Eighty feet up in the air, I bring the cage to a shuddering halt. I check the shelving number on the Storequest screen and then lock the cage into position. I open the door and start to lift the boxes out onto the wire mesh of the shelf, stacking them in rows of three, leaving a small gangway beside the safety barrier.

Oh well, at least they’re not heavy, I think. I’ve done about a dozen boxes before I realise just how light they are. I notice some of the boxes aren’t even sealed. Confused, I peek into one. It is full of old packing chips. I push my hand in and feel around like a kid doing the lucky dip. Nothing. I open another box. It is empty too. Weird, I think, what are they keeping all these old boxes for?

As I continue to lift the boxes from the cage, I notice something underneath them. It looks like a red metal rod. What the hell? I shift a couple more boxes and see the cross bar of a bike. I move more boxes, and there it is - Grandad’s racer. My eyes well up with tears of relief.
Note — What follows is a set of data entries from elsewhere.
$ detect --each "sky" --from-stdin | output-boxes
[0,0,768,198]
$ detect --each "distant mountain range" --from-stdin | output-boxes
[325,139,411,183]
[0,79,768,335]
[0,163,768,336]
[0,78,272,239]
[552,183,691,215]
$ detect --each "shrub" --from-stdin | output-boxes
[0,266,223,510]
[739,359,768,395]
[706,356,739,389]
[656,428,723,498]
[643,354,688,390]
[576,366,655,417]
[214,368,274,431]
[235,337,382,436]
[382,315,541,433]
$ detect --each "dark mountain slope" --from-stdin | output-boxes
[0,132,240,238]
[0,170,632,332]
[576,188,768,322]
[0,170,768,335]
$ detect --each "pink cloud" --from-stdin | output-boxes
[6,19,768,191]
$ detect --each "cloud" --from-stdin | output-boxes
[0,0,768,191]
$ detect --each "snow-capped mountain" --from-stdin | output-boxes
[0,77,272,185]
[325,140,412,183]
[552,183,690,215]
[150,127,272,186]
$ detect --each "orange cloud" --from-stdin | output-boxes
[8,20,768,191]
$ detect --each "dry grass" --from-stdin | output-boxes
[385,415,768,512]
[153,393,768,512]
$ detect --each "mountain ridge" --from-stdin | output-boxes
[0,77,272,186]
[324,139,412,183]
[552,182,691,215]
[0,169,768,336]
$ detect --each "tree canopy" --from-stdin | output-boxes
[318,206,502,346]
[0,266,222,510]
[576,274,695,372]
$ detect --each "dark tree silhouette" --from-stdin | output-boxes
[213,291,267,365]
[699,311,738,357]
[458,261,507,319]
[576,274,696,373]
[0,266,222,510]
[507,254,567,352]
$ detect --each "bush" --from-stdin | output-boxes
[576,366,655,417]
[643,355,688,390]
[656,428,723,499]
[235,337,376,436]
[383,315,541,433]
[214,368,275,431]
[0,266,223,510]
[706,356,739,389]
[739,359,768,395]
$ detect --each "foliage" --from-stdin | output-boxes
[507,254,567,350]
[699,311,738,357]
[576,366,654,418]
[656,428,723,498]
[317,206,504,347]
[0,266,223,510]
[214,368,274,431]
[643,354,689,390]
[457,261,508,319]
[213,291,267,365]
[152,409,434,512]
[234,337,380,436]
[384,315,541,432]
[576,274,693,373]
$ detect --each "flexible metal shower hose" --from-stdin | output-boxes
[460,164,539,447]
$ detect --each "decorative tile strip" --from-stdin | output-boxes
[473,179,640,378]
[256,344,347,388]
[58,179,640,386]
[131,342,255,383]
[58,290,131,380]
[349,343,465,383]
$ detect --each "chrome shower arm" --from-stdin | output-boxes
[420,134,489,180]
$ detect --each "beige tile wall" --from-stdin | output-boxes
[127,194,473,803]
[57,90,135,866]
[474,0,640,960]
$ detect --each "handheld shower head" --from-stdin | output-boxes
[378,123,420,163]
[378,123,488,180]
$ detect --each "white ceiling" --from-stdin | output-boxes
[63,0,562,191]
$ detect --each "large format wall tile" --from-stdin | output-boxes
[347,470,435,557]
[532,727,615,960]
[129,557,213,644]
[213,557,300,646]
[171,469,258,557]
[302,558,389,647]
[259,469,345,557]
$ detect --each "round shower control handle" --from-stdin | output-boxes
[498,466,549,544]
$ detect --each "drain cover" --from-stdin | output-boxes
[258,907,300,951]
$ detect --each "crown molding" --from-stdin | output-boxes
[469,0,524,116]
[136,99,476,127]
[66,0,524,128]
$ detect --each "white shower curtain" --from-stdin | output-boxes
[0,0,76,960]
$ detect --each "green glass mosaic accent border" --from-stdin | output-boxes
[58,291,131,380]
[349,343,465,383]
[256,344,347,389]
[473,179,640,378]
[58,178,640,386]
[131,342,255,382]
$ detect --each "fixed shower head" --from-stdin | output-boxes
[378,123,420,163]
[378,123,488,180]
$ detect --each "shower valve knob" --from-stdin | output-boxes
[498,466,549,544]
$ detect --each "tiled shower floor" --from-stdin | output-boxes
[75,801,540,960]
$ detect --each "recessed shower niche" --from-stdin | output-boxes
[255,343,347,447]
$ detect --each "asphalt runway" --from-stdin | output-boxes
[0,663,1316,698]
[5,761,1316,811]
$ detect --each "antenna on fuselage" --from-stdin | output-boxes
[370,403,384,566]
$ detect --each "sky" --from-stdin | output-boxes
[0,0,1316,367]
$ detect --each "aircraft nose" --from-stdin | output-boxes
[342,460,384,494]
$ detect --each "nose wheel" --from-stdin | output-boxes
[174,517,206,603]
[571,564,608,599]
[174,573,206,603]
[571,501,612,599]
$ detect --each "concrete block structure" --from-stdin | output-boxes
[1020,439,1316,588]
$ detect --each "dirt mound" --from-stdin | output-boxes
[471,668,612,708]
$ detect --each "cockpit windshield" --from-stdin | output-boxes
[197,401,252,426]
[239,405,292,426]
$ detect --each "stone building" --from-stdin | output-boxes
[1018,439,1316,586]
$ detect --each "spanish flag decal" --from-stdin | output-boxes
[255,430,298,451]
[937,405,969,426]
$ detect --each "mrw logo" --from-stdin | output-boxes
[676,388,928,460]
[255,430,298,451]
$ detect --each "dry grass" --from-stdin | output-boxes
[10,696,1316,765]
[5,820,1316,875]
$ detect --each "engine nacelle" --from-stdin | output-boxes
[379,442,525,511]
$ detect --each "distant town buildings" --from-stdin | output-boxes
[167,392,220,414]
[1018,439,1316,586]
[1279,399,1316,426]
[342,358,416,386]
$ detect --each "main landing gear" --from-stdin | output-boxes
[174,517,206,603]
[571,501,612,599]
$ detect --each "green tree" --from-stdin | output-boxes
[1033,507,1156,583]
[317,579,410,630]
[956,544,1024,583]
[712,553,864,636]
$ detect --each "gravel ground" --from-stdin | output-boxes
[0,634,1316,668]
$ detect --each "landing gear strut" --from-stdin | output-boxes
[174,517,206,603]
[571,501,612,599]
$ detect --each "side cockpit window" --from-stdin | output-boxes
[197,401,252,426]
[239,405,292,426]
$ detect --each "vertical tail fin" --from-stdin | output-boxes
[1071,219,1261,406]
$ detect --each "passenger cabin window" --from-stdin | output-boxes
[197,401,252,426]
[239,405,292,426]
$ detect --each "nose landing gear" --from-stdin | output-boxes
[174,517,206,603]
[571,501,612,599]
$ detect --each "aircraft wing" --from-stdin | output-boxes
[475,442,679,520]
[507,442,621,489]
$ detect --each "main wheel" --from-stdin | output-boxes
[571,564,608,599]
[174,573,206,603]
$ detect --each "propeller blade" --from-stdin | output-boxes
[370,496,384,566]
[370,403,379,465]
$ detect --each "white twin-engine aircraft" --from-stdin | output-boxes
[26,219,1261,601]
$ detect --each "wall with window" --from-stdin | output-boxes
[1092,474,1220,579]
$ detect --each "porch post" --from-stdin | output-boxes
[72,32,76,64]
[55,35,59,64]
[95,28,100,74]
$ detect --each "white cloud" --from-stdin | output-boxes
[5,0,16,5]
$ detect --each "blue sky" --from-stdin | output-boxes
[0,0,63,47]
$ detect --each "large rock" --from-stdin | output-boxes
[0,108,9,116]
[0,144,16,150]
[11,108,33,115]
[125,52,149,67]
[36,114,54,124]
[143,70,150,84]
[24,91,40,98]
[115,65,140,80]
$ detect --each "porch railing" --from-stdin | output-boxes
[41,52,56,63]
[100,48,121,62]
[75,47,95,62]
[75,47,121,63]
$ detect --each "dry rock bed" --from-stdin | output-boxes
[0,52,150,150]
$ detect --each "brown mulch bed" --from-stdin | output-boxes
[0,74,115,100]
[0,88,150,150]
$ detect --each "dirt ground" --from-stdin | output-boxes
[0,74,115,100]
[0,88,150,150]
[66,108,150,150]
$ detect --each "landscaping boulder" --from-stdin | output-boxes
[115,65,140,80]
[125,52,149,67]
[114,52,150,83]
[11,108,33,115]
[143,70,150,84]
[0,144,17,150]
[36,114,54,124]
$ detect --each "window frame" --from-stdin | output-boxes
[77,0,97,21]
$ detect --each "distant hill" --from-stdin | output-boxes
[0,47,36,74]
I wipe them away with the back of my hand, glad that no one can see me all the way up here. I wade through cardboard to the back of the cage and look down.

Martin, Nutter, Clem, Andy and Colin are stood beside Don, Len and even a couple of guys from the loading bay. The whole fucking lot of them are looking up and pissing themselves.

“You fucking bastards,” I shout down, my voice reverberating around the roof girders. “You total fucking bastards.” But, at that moment, I could kiss them all.